A few months ago I put up a post about
how a Ground Source Heat Pump works. But here's an interesting twist on the same idea: the
Ocean Source Heat Pump. *
As David Mackay has pointed out, the risk with ground source heat pumps is that you eventually extract enough heat to
freeze the ground around you. Essentially, the ground is a good store of heat because of it's low thermal conductivity, but for the same reason it's also hard to replenish the store. Which means that if you're constantly take heat from the same hole in the ground, eventually you get to a point where you've taken it all.

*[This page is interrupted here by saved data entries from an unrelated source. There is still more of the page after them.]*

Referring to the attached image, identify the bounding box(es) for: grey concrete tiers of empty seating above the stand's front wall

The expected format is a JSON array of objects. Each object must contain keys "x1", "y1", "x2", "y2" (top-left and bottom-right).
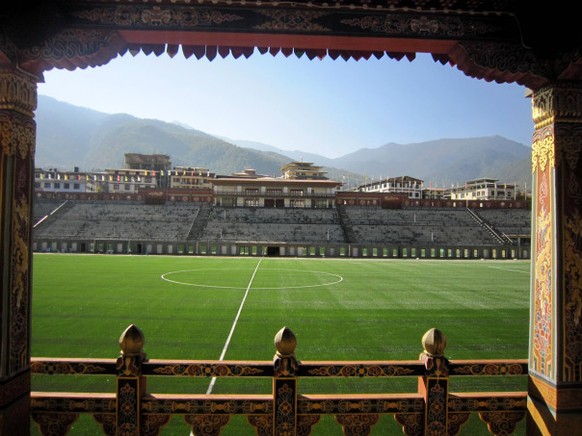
[{"x1": 33, "y1": 199, "x2": 530, "y2": 246}]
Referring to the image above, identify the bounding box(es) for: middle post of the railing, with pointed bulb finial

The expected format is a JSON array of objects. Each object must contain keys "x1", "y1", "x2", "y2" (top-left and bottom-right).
[{"x1": 273, "y1": 327, "x2": 299, "y2": 436}]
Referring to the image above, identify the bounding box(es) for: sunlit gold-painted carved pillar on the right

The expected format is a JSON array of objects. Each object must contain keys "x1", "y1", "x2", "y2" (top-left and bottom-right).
[{"x1": 528, "y1": 82, "x2": 582, "y2": 435}]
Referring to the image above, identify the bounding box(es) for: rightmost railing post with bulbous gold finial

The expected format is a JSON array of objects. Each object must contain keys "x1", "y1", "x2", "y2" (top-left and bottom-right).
[{"x1": 418, "y1": 328, "x2": 449, "y2": 436}]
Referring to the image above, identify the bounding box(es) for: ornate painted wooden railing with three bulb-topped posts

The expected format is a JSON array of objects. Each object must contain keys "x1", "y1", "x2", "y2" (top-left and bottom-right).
[{"x1": 31, "y1": 325, "x2": 528, "y2": 436}]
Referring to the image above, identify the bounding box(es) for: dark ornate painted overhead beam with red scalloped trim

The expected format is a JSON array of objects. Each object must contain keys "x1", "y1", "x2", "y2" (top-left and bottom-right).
[{"x1": 0, "y1": 0, "x2": 581, "y2": 89}]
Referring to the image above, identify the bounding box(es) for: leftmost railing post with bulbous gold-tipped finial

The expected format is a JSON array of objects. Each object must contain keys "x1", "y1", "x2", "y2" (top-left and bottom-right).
[{"x1": 115, "y1": 324, "x2": 146, "y2": 436}]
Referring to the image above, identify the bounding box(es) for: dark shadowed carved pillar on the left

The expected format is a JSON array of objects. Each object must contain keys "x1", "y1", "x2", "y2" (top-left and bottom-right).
[{"x1": 0, "y1": 65, "x2": 38, "y2": 435}]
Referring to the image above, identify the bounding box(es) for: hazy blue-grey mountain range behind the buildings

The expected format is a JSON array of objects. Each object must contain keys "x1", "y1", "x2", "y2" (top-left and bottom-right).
[{"x1": 36, "y1": 95, "x2": 531, "y2": 187}]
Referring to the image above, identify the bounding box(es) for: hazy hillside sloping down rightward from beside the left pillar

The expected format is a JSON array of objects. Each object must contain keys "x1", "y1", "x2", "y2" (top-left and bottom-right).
[{"x1": 36, "y1": 95, "x2": 362, "y2": 179}]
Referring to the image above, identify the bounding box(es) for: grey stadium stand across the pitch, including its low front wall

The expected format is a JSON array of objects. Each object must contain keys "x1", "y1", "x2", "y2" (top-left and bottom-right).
[{"x1": 33, "y1": 198, "x2": 530, "y2": 258}]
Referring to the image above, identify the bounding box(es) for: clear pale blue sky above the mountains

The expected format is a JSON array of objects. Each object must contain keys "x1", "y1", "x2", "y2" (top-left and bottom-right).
[{"x1": 38, "y1": 51, "x2": 533, "y2": 157}]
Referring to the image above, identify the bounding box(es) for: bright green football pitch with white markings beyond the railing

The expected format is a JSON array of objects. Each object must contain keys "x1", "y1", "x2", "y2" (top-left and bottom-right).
[{"x1": 32, "y1": 254, "x2": 530, "y2": 435}]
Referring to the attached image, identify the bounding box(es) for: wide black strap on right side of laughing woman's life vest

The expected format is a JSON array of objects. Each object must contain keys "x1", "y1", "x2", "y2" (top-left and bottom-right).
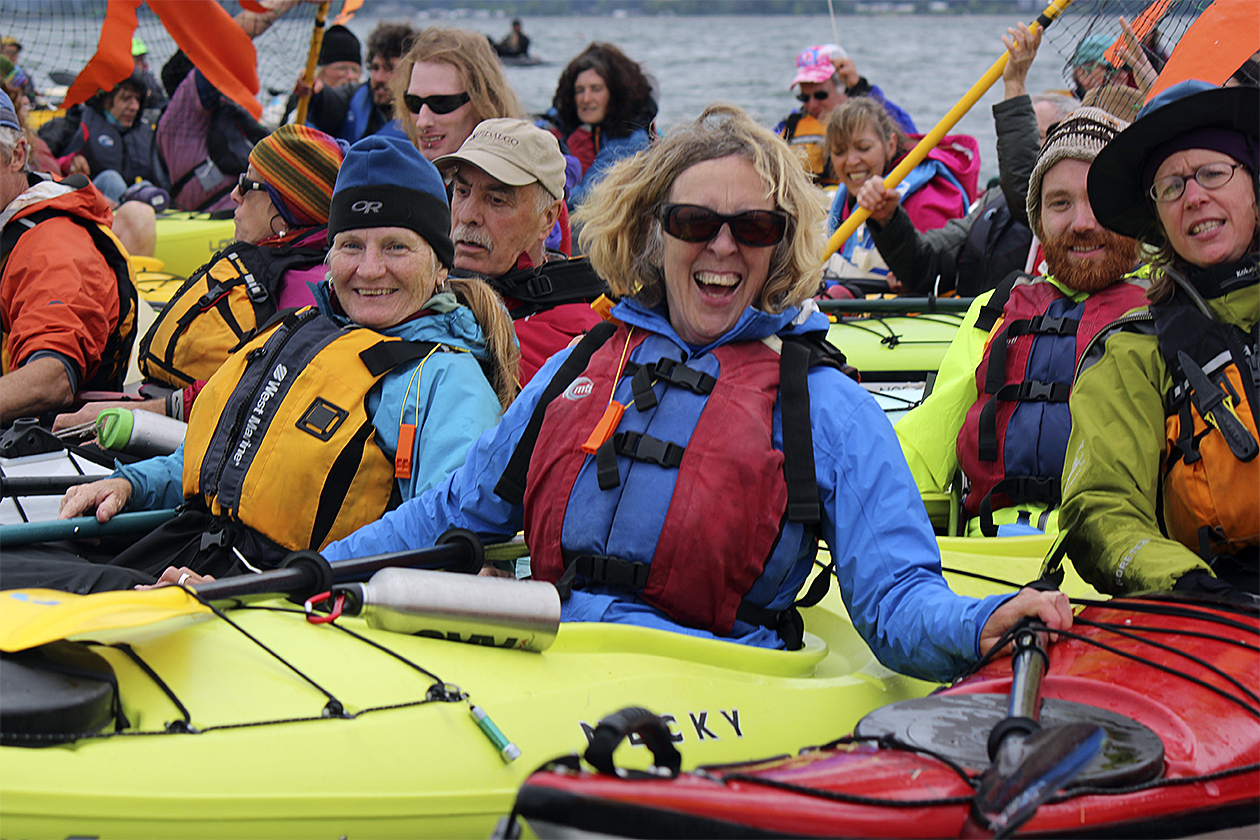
[{"x1": 779, "y1": 340, "x2": 823, "y2": 525}]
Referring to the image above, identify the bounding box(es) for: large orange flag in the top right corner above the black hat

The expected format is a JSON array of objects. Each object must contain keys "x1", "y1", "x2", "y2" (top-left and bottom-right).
[{"x1": 1147, "y1": 0, "x2": 1260, "y2": 102}]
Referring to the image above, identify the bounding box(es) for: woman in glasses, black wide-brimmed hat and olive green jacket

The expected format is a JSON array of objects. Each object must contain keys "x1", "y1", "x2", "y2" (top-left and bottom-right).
[{"x1": 1060, "y1": 81, "x2": 1260, "y2": 594}]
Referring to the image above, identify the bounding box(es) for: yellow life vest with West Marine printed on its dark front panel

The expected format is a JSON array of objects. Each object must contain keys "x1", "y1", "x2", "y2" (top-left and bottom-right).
[{"x1": 184, "y1": 307, "x2": 437, "y2": 550}]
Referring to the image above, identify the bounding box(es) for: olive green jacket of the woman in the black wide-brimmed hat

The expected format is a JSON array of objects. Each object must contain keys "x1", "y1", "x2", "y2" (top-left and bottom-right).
[{"x1": 1058, "y1": 279, "x2": 1260, "y2": 594}]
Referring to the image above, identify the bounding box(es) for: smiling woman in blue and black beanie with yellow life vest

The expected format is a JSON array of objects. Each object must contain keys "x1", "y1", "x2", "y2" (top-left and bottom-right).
[{"x1": 31, "y1": 136, "x2": 519, "y2": 592}]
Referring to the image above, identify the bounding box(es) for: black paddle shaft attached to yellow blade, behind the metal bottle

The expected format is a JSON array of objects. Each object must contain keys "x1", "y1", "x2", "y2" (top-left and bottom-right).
[{"x1": 197, "y1": 528, "x2": 485, "y2": 602}]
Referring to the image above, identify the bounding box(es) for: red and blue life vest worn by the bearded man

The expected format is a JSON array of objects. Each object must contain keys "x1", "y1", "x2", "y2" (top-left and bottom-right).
[{"x1": 958, "y1": 275, "x2": 1149, "y2": 536}]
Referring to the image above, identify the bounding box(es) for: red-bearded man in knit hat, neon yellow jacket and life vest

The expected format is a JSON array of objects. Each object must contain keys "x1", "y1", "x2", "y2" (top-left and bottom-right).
[{"x1": 896, "y1": 107, "x2": 1149, "y2": 536}]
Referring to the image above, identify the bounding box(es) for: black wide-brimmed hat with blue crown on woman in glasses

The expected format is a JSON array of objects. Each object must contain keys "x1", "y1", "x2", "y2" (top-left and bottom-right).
[{"x1": 1087, "y1": 79, "x2": 1260, "y2": 242}]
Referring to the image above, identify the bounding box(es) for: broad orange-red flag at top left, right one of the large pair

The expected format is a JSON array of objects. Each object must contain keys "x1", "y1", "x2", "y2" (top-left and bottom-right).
[{"x1": 147, "y1": 0, "x2": 262, "y2": 120}]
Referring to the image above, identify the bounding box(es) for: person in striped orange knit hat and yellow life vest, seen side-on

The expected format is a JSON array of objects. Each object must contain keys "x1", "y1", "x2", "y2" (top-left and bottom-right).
[{"x1": 53, "y1": 126, "x2": 347, "y2": 429}]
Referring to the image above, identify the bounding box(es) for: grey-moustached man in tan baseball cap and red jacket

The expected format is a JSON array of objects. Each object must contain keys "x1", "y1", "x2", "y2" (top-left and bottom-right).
[{"x1": 433, "y1": 118, "x2": 605, "y2": 384}]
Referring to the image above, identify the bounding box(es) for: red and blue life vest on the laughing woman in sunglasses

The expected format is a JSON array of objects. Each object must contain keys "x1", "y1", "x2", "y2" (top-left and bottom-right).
[{"x1": 496, "y1": 324, "x2": 838, "y2": 647}]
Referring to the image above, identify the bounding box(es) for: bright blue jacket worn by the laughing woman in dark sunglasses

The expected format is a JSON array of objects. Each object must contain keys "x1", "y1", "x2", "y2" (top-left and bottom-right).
[{"x1": 324, "y1": 295, "x2": 1009, "y2": 680}]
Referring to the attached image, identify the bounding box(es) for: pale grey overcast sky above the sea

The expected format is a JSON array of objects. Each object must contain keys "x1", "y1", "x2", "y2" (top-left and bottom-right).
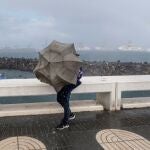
[{"x1": 0, "y1": 0, "x2": 150, "y2": 48}]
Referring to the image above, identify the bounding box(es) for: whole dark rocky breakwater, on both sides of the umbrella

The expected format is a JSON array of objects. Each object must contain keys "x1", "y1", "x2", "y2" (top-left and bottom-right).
[{"x1": 0, "y1": 57, "x2": 150, "y2": 76}]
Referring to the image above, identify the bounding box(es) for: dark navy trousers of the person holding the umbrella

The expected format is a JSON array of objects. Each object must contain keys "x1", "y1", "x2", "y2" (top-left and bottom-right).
[{"x1": 57, "y1": 81, "x2": 81, "y2": 124}]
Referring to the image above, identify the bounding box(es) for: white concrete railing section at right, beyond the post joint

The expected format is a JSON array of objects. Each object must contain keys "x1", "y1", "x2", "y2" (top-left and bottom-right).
[{"x1": 97, "y1": 75, "x2": 150, "y2": 110}]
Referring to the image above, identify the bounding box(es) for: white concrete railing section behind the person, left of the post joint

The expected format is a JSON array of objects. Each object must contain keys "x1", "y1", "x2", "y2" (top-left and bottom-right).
[{"x1": 0, "y1": 77, "x2": 115, "y2": 116}]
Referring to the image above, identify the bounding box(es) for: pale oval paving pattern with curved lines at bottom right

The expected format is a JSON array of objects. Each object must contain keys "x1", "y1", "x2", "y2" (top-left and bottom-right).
[{"x1": 96, "y1": 129, "x2": 150, "y2": 150}]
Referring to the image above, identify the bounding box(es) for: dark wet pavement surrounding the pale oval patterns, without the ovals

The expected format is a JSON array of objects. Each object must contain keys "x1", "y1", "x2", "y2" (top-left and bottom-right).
[{"x1": 0, "y1": 108, "x2": 150, "y2": 150}]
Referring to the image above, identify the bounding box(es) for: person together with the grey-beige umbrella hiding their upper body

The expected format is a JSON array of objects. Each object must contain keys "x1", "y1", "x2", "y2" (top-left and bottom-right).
[{"x1": 33, "y1": 40, "x2": 82, "y2": 130}]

Of course in the ocean you have a different situation, first of all because you're working with a liquid heat store, and secondly because you can more easily float your power station around to different locations. In the video clip I have linked to above, Dr Ted Johnson, Director of Alternative Energy Development at Lockheed Martin who are developing the prototype, says:
"I dream of thousands of floating OTEC ships, roaming the seas of the world and providing an inexhaustible supply of clean energy, fuel and water for all people of the world"
Well, it's a wonderful vision and I agree with that. But presumably the problem is how to store the electric power that the floating heat pumps generate, or more precisely how to do that without destroying the economics of the thing completely. Bear in mind that electric storage is REALLY expensive: even a small 24 KWh battery for a state of the art electric car costs about $10,000 - $15,000, and Ted is talking about ocean pumps with 10 or 100MW capacity. So even without having done the math on this (which at some level is against all my principles), I'd assume that the energy storage costs do this project in.
BUT, hang on a moment. Things would be different, wouldn't they, if you had something useful you could do with all that power right there in the ocean? And if you think for a minute about the applications of clean energy generation in close proximity to the ocean... well, it doesn't take long for desalination to jump to mind, i.e. the highly power-intensive conversion of salt water to drinking water.
Perhaps Dr Johnson has come up with something unbelievable after all, the answer to the world's
water wars of the future. And clean water is of course, much easier to store and move around than clean energy.
* Of course, I noticed that this technology is not exactly a heat pump, but it's a close cousin. So let's get on with it and not be too pedantic.